The system.timeseries.rowType collection stores TimeSeries row type definitions. The TimeSeries row type defines the structure for the time series data within a single column in the database. For details and restrictions on TimeSeries row types, see TimeSeries data type.

Use the following format to add a TimeSeries row type to the system.timeseries.rowType collection.


1  { name: "rowtype_name"  , fields: [ + , { name: "field_name" , type: "data_type" }  ] }
name
The rowtype_name is the name of the TimeSeries row type.
fields
name
The name of the field in the row data type. The field_name must be unique for the row data type. The number of fields in a row type is not restricted.
type
Must be datetime year to fraction(5) for the first field, which contains the time stamp.
The data type of the field. Most data types are valid for fields after the time stamp field.

system.timeseries.container collection

The system.timeseries.container collection stores container definitions. Time series data is stored in containers. For details and restrictions on containers, see TSContainerCreate procedure. Rolling window container syntax is not supported.

Use the following format to add a container to the system.timeseries.container collection.


1  { name: "container_name" ,  dbspaceName: "dbspace_name" ,  rowTypeName: "rowtype_name" ,  firstExtent: extent_size ,  nextExtent: next_extent_size }
name
The container_name is the name of the container. The container name must be unique.
dbspaceName
The dbspace_name is the name of the dbspace for the container.
rowTypeName
The rowtype_name is the name of an existing TimeSeries row type in the system.timeseries.rowType collection.
firstExtent
The extent_size is a number that represents the first extent size for the container, in KB.
nextExtent
The next_extent_size is a number that represents the increments by which the container grows, in KB. The value must be equivalent to at least 4 pages.

Time series table format

A time series table must have a primary key column that does not allow null values. The last column in the time series table must be the TimeSeries column. For details and restrictions on time series tables, see Create the database table.

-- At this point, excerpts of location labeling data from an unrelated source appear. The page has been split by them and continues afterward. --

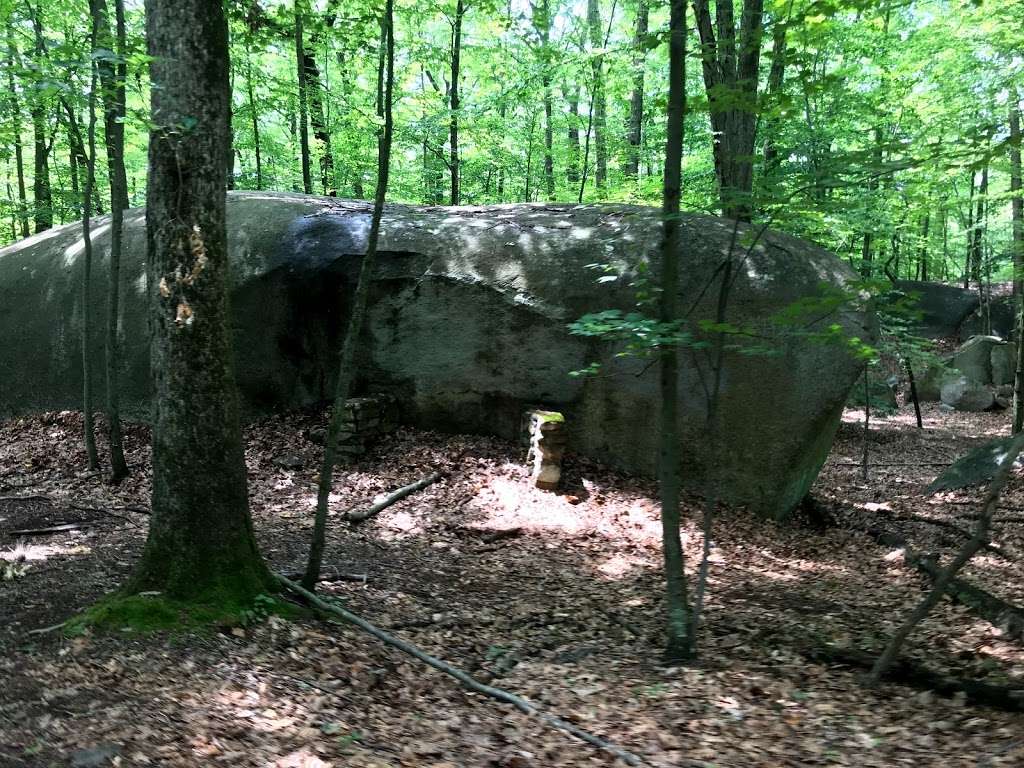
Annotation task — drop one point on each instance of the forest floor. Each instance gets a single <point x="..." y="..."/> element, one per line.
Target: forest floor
<point x="555" y="597"/>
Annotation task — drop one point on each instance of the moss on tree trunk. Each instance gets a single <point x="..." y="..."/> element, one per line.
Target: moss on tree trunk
<point x="201" y="546"/>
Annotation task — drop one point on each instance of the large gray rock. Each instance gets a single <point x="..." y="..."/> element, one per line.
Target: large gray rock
<point x="468" y="328"/>
<point x="966" y="394"/>
<point x="1004" y="364"/>
<point x="997" y="318"/>
<point x="974" y="357"/>
<point x="943" y="307"/>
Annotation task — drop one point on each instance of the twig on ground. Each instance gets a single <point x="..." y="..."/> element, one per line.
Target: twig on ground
<point x="358" y="515"/>
<point x="46" y="630"/>
<point x="467" y="681"/>
<point x="51" y="528"/>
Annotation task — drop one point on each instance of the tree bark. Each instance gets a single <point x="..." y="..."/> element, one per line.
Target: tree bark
<point x="322" y="133"/>
<point x="679" y="641"/>
<point x="346" y="371"/>
<point x="542" y="23"/>
<point x="255" y="120"/>
<point x="1017" y="217"/>
<point x="636" y="96"/>
<point x="460" y="11"/>
<point x="201" y="546"/>
<point x="572" y="167"/>
<point x="86" y="150"/>
<point x="307" y="182"/>
<point x="730" y="58"/>
<point x="15" y="114"/>
<point x="112" y="79"/>
<point x="42" y="194"/>
<point x="946" y="576"/>
<point x="598" y="96"/>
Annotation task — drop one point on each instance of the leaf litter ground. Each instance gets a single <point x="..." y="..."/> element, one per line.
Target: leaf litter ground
<point x="555" y="597"/>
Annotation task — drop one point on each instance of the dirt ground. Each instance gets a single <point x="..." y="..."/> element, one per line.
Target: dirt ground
<point x="555" y="597"/>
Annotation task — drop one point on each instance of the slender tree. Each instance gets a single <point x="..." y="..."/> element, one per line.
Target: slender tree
<point x="300" y="48"/>
<point x="346" y="370"/>
<point x="15" y="116"/>
<point x="678" y="645"/>
<point x="730" y="58"/>
<point x="1017" y="218"/>
<point x="460" y="12"/>
<point x="598" y="98"/>
<point x="635" y="126"/>
<point x="201" y="546"/>
<point x="113" y="72"/>
<point x="42" y="193"/>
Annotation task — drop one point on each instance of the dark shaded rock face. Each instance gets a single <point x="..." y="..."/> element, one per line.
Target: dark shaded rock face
<point x="468" y="328"/>
<point x="943" y="307"/>
<point x="997" y="318"/>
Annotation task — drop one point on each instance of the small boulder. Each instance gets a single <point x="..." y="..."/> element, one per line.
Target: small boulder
<point x="998" y="318"/>
<point x="974" y="357"/>
<point x="1004" y="364"/>
<point x="943" y="307"/>
<point x="929" y="382"/>
<point x="964" y="394"/>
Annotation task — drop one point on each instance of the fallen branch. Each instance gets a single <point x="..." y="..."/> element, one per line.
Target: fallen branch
<point x="964" y="532"/>
<point x="969" y="550"/>
<point x="336" y="576"/>
<point x="915" y="676"/>
<point x="467" y="681"/>
<point x="46" y="630"/>
<point x="51" y="528"/>
<point x="993" y="609"/>
<point x="358" y="515"/>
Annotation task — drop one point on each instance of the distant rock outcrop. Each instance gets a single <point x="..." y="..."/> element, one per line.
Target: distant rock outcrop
<point x="468" y="328"/>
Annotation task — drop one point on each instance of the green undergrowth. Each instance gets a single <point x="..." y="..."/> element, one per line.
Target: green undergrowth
<point x="147" y="612"/>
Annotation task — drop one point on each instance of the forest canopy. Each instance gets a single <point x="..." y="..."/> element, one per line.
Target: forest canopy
<point x="881" y="130"/>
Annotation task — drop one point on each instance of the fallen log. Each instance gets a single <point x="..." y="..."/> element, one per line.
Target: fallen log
<point x="467" y="681"/>
<point x="358" y="515"/>
<point x="51" y="528"/>
<point x="916" y="676"/>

The following format describes the simplest structure of a time series table. You can include other options and columns in a time series table.

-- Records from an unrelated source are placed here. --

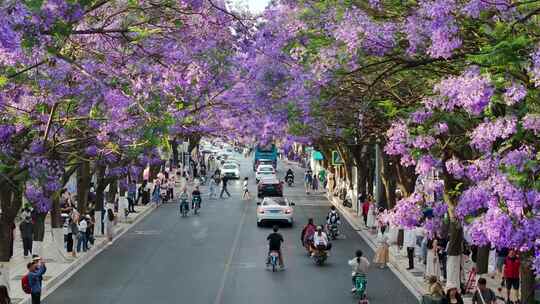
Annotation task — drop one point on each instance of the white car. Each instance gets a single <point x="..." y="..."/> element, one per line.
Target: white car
<point x="264" y="170"/>
<point x="230" y="170"/>
<point x="275" y="209"/>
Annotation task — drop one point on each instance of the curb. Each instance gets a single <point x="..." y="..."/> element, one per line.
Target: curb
<point x="412" y="286"/>
<point x="58" y="280"/>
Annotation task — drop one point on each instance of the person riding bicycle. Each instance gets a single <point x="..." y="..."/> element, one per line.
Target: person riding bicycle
<point x="360" y="266"/>
<point x="196" y="197"/>
<point x="289" y="173"/>
<point x="307" y="234"/>
<point x="275" y="240"/>
<point x="184" y="197"/>
<point x="320" y="241"/>
<point x="332" y="218"/>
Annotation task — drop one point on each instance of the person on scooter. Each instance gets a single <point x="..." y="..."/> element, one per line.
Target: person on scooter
<point x="332" y="218"/>
<point x="307" y="234"/>
<point x="195" y="195"/>
<point x="184" y="197"/>
<point x="290" y="174"/>
<point x="275" y="240"/>
<point x="320" y="241"/>
<point x="360" y="266"/>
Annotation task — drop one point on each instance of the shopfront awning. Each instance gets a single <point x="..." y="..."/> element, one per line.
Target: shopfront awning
<point x="316" y="155"/>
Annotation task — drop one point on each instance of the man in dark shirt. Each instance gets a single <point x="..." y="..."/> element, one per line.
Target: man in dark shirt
<point x="274" y="244"/>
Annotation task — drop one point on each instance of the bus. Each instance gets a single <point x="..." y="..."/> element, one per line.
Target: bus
<point x="265" y="153"/>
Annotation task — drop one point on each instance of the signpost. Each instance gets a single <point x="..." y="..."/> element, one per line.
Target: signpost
<point x="336" y="158"/>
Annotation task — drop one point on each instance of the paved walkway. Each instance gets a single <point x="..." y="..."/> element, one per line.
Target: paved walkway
<point x="59" y="271"/>
<point x="413" y="279"/>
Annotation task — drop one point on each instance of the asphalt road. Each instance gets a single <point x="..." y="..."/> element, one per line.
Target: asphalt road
<point x="218" y="258"/>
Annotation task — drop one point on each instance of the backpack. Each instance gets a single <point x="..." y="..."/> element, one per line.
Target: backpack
<point x="25" y="284"/>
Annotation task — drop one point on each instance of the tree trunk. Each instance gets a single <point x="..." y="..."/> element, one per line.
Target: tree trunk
<point x="528" y="280"/>
<point x="38" y="233"/>
<point x="482" y="259"/>
<point x="83" y="186"/>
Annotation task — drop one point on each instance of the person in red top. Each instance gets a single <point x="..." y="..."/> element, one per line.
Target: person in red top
<point x="511" y="274"/>
<point x="365" y="210"/>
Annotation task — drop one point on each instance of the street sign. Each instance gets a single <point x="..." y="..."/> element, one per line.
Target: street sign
<point x="336" y="158"/>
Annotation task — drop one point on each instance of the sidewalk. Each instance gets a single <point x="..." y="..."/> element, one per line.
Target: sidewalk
<point x="59" y="271"/>
<point x="414" y="279"/>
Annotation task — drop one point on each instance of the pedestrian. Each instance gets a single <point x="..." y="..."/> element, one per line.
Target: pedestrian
<point x="81" y="237"/>
<point x="224" y="181"/>
<point x="212" y="187"/>
<point x="433" y="268"/>
<point x="26" y="227"/>
<point x="410" y="242"/>
<point x="132" y="196"/>
<point x="35" y="278"/>
<point x="315" y="183"/>
<point x="370" y="223"/>
<point x="74" y="229"/>
<point x="483" y="295"/>
<point x="4" y="295"/>
<point x="382" y="254"/>
<point x="156" y="193"/>
<point x="245" y="194"/>
<point x="308" y="179"/>
<point x="511" y="275"/>
<point x="109" y="224"/>
<point x="452" y="296"/>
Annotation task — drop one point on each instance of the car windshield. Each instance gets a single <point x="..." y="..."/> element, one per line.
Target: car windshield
<point x="275" y="201"/>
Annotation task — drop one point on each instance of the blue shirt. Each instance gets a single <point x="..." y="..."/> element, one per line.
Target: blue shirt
<point x="35" y="278"/>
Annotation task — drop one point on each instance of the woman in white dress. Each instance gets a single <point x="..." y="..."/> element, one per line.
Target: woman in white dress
<point x="432" y="260"/>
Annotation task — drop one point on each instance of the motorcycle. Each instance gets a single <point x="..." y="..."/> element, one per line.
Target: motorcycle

1  { collection: "table_name" ,  options: { columns:  [ { name: "col_name" ,  type: "data_type" ,  primaryKey:true ,  notNull:true } ,  { name: "col_name" ,  type: "timeseries(rowtype_name)" } ] } }
collection
The table_name is the name of the time series table.
options
The collection definition.
columns
The column definitions.
name
The col_name is the name of the column.
type
The data_type is the data type of the column.
For the TimeSeries column, the rowtype_name is the name of an existing TimeSeries row type in the system.timeseries.rowType collection.
primaryKey
true = The column is the primary key.
notNull
true = The column does not allow null values.

Virtual table format

You use a virtual table that is based on the time series table to insert and query time series data.


1  { collection: "virtualtable_name" ,  options: { timeseriesVirtualTable:  { baseTableName: "table_name" ,  newTimeSeries: "  calendar ( calendar_name ) ,  origin ( origin ) ,  container ( container_name )
1  , irregular
1  ,! regular
2  , virtualTableMode:mode
2  , timeseriesColumnName: "col_name" } } }
collection
The virtualtable_name is the name of the virtual table.
options
timeseriesVirtualTable
The definition of the virtual table.
baseTableName
The table_name is the name of the time series table.
newTimeseries
The time series definition.
calendar
The calendar_name is the name of a calendar in the system.timeseries.calendar collection.
origin
The origin is the first time stamp in the time series. The data type is DATETIME YEAR TO FRACTION(5).
container
The container_name is the name of a container in the system.timeseries.container collection.
regular
Default. The time series is regular.
irregular
The time series is irregular.
virtualTableMode
The mode is the integer value of the TSVTMode parameter that controls the behavior and display of the virtual table for time series data. For the settings of the TSVTMode parameter, see The TSVTMode parameter.
timeseriesColumnName
The col_name is the name of the TimeSeries column.